Applying the same analysis code to the same input data with the expectation of generating identical outputs (with the exception of trivial artefacts like datestamps for when analysis reports were produced).

Replication

Applying analysis code used in a study to new input data. The analysis code is reused with only minimal edits that are necessary to account for differences in input data paths and variable names and to study metadata (e.g. investigator names, sample descriptions). The new data can be real or fake, but will include the same structure and concepts / measures as those found in the original study’s dataset. If the new data is a sample from the same population as the original study, then the expectation when undertaking replications is for results across studies to be broadly similar.

Examples

Examples of both reproduction and replication code are available. When publishing analysis code we try to adopt (there are exceptions) the following rules of thumb:

If the data required to re-run a study analysis are publicly available (or declared by the analysis program itself), then we publish the code as a reproduction program (e.g. this program for creating a synthetic population).
If the data required to re-run a study analysis are not publicly available, we publish the replication version of the code. The replication version of the code may be configured to ingest a synthetic (fake) representation of the study dataset as with this utility mapping replication program. Details of the (minimal) steps required to revert the replication code to a version that can be used for reproduction purposes are typically embedded within the program itself.

5 - Transferability

Some models have the potential to be used in multiple contexts - but will often need adaptation for this to be appropriate.

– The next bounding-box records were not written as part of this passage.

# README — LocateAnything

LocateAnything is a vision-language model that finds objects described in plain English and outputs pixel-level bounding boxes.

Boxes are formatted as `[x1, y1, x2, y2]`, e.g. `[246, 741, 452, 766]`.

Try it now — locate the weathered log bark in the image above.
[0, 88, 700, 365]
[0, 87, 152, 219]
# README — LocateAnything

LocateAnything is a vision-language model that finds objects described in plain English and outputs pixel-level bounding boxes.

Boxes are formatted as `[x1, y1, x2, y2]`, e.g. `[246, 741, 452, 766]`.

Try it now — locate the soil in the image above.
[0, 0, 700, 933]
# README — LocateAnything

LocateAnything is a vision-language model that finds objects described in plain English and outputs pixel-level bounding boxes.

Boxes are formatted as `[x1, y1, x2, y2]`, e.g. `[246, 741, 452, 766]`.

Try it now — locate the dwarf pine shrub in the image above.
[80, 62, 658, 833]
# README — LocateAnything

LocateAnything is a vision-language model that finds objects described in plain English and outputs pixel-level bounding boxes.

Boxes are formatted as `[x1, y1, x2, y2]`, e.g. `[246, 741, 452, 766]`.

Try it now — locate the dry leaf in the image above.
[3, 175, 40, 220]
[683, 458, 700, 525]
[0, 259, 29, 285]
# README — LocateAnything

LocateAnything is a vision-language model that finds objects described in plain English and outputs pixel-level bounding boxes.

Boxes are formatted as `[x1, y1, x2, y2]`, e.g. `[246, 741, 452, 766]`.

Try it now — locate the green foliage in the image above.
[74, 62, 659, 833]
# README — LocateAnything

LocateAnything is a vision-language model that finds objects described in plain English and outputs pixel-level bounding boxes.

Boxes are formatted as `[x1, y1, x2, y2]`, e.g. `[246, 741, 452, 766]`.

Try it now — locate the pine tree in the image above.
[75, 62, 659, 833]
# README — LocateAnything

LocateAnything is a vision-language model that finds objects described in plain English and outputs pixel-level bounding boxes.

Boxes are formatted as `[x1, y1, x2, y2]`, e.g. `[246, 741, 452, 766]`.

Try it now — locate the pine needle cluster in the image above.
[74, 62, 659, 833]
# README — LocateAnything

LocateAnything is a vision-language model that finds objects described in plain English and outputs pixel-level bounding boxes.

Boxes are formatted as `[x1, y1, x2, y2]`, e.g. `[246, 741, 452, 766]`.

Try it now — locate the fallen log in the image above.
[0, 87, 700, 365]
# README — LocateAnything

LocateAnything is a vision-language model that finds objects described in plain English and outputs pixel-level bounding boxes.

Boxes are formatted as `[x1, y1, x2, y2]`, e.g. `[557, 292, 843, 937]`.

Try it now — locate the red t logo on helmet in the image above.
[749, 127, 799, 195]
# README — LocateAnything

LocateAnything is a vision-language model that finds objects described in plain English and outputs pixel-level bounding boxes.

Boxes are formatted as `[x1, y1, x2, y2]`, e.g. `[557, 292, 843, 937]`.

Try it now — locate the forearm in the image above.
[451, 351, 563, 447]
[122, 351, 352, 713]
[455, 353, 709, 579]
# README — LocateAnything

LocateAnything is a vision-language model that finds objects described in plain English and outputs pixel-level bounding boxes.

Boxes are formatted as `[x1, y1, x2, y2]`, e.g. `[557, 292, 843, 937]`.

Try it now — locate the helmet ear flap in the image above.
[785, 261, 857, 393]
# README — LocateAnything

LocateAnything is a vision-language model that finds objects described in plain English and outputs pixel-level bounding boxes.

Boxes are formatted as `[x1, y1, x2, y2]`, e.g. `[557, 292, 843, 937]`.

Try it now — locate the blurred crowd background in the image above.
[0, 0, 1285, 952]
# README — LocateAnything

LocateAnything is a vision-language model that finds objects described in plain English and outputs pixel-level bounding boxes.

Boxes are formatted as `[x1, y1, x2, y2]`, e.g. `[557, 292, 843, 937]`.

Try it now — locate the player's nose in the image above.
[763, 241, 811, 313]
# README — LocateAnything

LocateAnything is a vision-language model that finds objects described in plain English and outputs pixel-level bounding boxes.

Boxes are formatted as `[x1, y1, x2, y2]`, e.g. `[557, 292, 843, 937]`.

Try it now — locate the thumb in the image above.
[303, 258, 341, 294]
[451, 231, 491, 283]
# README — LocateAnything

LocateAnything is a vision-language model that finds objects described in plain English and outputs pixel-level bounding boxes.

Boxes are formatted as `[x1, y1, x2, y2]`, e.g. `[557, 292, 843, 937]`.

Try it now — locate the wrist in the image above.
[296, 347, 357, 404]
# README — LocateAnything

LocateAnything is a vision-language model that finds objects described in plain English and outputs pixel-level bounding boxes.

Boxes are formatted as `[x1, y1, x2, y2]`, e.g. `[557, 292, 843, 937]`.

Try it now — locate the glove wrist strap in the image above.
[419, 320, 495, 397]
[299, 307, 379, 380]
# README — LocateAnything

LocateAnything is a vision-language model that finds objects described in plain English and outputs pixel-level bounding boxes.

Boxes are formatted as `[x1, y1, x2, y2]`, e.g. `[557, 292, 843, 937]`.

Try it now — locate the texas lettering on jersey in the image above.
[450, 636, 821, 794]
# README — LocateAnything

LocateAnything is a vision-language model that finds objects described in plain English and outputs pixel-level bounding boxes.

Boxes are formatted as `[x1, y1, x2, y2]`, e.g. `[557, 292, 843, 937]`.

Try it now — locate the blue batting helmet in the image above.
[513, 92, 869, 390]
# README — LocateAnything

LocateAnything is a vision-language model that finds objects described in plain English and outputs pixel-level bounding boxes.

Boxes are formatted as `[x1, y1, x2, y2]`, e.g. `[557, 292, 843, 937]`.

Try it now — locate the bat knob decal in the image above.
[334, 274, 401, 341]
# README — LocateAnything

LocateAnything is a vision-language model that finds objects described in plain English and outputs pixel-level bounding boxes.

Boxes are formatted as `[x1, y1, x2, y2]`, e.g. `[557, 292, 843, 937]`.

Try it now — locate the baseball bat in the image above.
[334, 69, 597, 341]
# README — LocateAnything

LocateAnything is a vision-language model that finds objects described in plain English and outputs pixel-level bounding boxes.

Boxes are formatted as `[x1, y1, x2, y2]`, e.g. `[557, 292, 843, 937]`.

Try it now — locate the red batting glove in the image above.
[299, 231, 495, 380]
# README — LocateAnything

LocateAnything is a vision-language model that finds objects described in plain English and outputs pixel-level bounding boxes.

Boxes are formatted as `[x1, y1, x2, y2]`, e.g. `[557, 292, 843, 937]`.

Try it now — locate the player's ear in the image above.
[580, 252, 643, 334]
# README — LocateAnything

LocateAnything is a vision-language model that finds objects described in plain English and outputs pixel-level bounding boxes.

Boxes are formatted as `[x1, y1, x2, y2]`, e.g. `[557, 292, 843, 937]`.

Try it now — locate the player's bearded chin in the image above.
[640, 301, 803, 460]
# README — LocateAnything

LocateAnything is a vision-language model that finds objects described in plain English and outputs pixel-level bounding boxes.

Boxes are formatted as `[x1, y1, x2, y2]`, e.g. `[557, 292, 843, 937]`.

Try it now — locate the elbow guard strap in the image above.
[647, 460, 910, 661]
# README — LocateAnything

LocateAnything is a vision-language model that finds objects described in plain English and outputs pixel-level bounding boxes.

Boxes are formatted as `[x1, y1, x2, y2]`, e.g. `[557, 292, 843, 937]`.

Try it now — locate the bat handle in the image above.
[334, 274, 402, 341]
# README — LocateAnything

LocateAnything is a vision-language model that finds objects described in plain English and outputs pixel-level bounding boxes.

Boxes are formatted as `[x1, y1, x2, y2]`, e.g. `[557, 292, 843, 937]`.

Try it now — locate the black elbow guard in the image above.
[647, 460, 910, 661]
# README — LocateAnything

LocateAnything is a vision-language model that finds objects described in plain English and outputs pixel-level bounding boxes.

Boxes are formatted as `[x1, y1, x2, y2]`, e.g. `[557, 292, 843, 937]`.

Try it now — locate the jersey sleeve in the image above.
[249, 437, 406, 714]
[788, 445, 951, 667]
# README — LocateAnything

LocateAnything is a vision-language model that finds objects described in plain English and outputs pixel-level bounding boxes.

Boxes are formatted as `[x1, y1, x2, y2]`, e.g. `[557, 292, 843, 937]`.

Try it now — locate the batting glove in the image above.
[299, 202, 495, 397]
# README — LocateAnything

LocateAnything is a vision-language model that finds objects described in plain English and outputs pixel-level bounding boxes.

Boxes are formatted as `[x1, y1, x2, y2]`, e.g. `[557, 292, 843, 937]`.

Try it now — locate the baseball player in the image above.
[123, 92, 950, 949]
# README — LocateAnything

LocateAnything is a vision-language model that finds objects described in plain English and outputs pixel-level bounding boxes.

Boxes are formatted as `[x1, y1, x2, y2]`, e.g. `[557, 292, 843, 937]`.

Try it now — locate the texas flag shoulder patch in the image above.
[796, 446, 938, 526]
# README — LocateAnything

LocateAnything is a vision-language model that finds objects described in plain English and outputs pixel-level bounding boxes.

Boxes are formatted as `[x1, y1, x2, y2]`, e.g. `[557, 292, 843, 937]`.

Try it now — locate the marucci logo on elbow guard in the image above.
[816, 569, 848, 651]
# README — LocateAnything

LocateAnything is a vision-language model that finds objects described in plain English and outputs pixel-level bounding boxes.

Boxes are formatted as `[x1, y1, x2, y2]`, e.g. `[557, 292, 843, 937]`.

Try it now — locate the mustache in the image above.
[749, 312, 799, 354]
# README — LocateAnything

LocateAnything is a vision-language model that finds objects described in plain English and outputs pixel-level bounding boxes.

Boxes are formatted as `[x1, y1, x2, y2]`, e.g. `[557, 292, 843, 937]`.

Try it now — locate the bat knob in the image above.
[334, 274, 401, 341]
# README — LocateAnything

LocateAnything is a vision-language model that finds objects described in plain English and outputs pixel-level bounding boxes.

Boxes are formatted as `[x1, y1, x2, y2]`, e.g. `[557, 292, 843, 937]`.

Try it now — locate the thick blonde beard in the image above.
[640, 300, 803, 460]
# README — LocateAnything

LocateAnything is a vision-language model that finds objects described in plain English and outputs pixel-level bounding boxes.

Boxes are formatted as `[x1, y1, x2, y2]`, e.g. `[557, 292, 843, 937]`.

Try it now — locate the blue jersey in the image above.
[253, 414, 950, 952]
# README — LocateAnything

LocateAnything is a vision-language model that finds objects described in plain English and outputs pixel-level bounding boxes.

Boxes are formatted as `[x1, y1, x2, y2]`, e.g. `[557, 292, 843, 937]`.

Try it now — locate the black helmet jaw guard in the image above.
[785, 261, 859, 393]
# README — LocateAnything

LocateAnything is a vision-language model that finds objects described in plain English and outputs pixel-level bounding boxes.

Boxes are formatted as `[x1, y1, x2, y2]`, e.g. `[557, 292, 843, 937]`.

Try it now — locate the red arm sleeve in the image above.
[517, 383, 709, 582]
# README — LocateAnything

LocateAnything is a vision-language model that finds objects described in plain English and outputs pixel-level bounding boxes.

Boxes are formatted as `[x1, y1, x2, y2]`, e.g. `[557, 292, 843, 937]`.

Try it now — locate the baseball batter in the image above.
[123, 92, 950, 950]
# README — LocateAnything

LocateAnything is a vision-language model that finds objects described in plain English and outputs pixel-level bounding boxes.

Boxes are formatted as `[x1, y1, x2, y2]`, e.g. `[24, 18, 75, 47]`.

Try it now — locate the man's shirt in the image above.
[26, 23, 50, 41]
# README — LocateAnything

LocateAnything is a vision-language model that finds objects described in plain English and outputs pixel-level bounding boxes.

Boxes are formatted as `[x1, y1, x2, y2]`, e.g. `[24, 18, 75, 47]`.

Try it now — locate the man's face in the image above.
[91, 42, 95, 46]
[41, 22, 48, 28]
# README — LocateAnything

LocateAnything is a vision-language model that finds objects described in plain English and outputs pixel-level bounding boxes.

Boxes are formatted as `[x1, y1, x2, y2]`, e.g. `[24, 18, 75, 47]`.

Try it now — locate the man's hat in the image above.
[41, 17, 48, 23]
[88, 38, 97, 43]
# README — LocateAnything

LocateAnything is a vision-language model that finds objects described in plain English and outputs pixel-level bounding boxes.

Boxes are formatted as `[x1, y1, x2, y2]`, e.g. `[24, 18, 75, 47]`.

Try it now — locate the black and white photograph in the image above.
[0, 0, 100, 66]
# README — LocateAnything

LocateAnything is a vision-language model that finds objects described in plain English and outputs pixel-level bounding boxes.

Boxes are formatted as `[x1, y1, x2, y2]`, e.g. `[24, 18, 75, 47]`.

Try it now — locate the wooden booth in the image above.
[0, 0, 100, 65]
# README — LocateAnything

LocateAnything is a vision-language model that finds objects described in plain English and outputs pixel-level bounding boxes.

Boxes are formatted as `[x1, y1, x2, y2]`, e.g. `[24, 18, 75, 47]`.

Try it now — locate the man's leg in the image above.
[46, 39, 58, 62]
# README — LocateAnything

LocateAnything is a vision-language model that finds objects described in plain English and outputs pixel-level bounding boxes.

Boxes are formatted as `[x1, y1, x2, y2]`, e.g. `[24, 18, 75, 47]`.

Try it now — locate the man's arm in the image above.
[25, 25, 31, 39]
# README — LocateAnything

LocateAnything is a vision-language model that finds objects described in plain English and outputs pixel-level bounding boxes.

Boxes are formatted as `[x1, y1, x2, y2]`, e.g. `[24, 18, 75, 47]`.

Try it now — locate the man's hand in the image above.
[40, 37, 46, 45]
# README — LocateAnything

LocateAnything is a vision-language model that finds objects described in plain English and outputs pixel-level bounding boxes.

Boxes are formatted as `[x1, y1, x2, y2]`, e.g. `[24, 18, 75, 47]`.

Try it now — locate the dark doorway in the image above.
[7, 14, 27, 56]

It is common for discussions of scientific studies to consider the extent to which findings can be generalised (e.g. if a well conducted study concludes with high confidence that an intervention is cost-effective in Australia, is it valid to infer that it is likely to be cost-effective in the United Kingdom?). However, we are more interested in the transferability of computational models (e.g. the extent to which the data-structures and algorithms from a computational model developed for an Australian context can be used to explore similar topics in the United Kingdom). Our usage of the term “transferring” (and by extension “transferability”, “transferable”, “transfers”) reflects this motivation.

Transferring - our meaning

Adapting a computational model, in whole or in part, to extend the types of data and/or research questions to which it can be applied. The new types of data will possess some differences in structure and / or concepts from that to which the computational model had previously been applied and these differences may be why research questions need to be reformulated.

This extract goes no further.